The hurt so far

FOR a time there it looked as though booming coal would stave off the forces of an economic downturn and rise above other commodities, but a harsh reality hit producers as 2008 came to an end with mine closures and job losses. International Longwall News looks at the losses to date and holds the crystal ball to those on the ground.
The hurt so far The hurt so far The hurt so far The hurt so far The hurt so far

 

Angie Tomlinson

The biggest and most direct hit to the Australian longwall sector so far has been Xstrata’s announcement it was closing its Oaky No. 1 mine in Queensland.

While Xstrata continues to wrangle with the union over redundancies and consulting over the 230 job losses, the global miner was joined by coal giants Peabody Energy and Rio Tinto last week in the cuts.

Rio announced it would slash 50 full-time contractor jobs and 15% of production at its Kestrel longwall in Queensland’s Bowen Basin as the mine scales down its preparation plant to a five-day roster.

Peabody was next in line to say it would cut output this year in Australia and the Powder River Basin, slashing 2 million tons from its Aussie output and 10Mt from the US. Some media reports have suggested contractors have already been laid off from one of Peabody’s mines in Australia.

The three majors blamed slumping coking coal demand.
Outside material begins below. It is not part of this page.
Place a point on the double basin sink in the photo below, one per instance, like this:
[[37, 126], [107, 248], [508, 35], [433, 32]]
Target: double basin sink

In the wake of the boom some have suggested at least one company has favoured the lucrative spot market at the expense of long-term contracts and the unprecedented and rapid fall of prices has caught some players out with few contracts for their output.
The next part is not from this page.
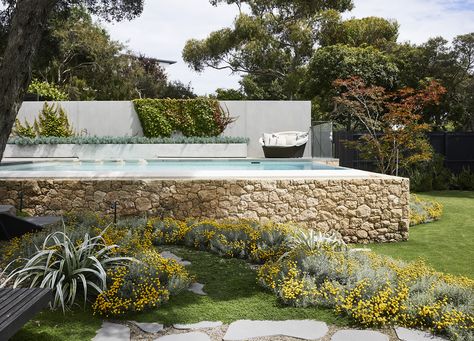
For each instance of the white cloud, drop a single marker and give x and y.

Anglo American came out in mid-December with the announcement it would slash its 2009 capital expenditure by more than half and defer new projects, with coal production to be cut by 10%.

However, the miner affirmed its commitment to coal on Friday stating it would sell off its coal seam gas arm to concentrate on coal mining in Australia.

While news of redundancies surrounded them, the mine personnel who spoke with International Longwall News remained optimistic having not been directly affected.

One mining engineer working on a Queensland underground coal prospect told ILN that while smaller operators will be affected and marginal projects put on hold, the majors “don’t appear to be too concerned – however, capital spend will be closely scrutinised”

“We are still optimistic that we won’t see any major job losses,” he said.

“However, it is expected that our capital spend may be reviewed and we may concentrate on process improvement of our operations – our project pipeline is still moving forward.”

A longwall superintendent working at a New South Wales mine was also cautiously optimistic.

“Morale is still pretty good and the workforce is focused on getting the tonnes out in order to earn as much bonus as possible while the going is still good,” he told ILN.

“At this stage people still feel secure in their jobs mainly because they have not seen the impact firsthand.

“As yet none of the mines in our area have been drastically affected and none of their co-workers or friends have been left without a job.”

Both men agreed that the bottom of the downturn had not been experienced yet, but adversely both mines were continuing to feel the squeeze of the skills shortage.

A Queensland mine manager said the current climate had “changed nothing”

“The skills shortage lag has not caught up yet and we are still experiencing recruitment difficulties,” the NSW longwall super said.

The Queensland engineer added that people tended to be sitting tight at the moment in a game of wait and see.

“We may see the labour market free up a bit and we are likely to see people staying put in the short term to see what will happen – the contract deputy and engineering personnel may opt for permanent roles in the short term,” he said.

While the men agreed the lowest point had not been hit yet, the Queensland mine manager thought coal would be the first to bounce back.

“Coal is fundamental to both energy supply and steel production and so will be an early beneficiary when the upswing comes,” he said.

While those not directly impacted to date feel fairly secure, contractors are remaining edgy as their positions are inevitably the first to go. Walter Mining has already said it expects to lose $A1 million from the closure of Oaky No. 1.

One of the largest culling operations on the coal front has been by Queensland open cut miner Macarthur Coal which announced in December it would scale back its production from the Coppabella and Moorvale coking coal mines and cut some 180 jobs.

The US is also seeing a raft of shutdowns.

Major Eastern longwall operator Consol Energy announced it would close its Mine 84 complex in Pennsylvania with 260 workers to be axed.

Citing costs, challenging pricing and difficult conditions, Walter Industries revealed the permanent closure of its underground Kodiak operation in Alabama early January with 90 contract workers impacted.

The Canadians have also been hurting as a major coking coal exporter.

Grand Cache Coal said last week it would cut output and hack costs through expense, contractor and planned capital expenditure cuts.

Teck Cominco has also come out saying it will make global workforce and production cuts, cutting 1400 job worldwide.

Western Canadian Coal said last week it would also reduce operations at its Wolverine and Brule complexes in northeast British Columbia, with Wolverine under the shadow of complete closure.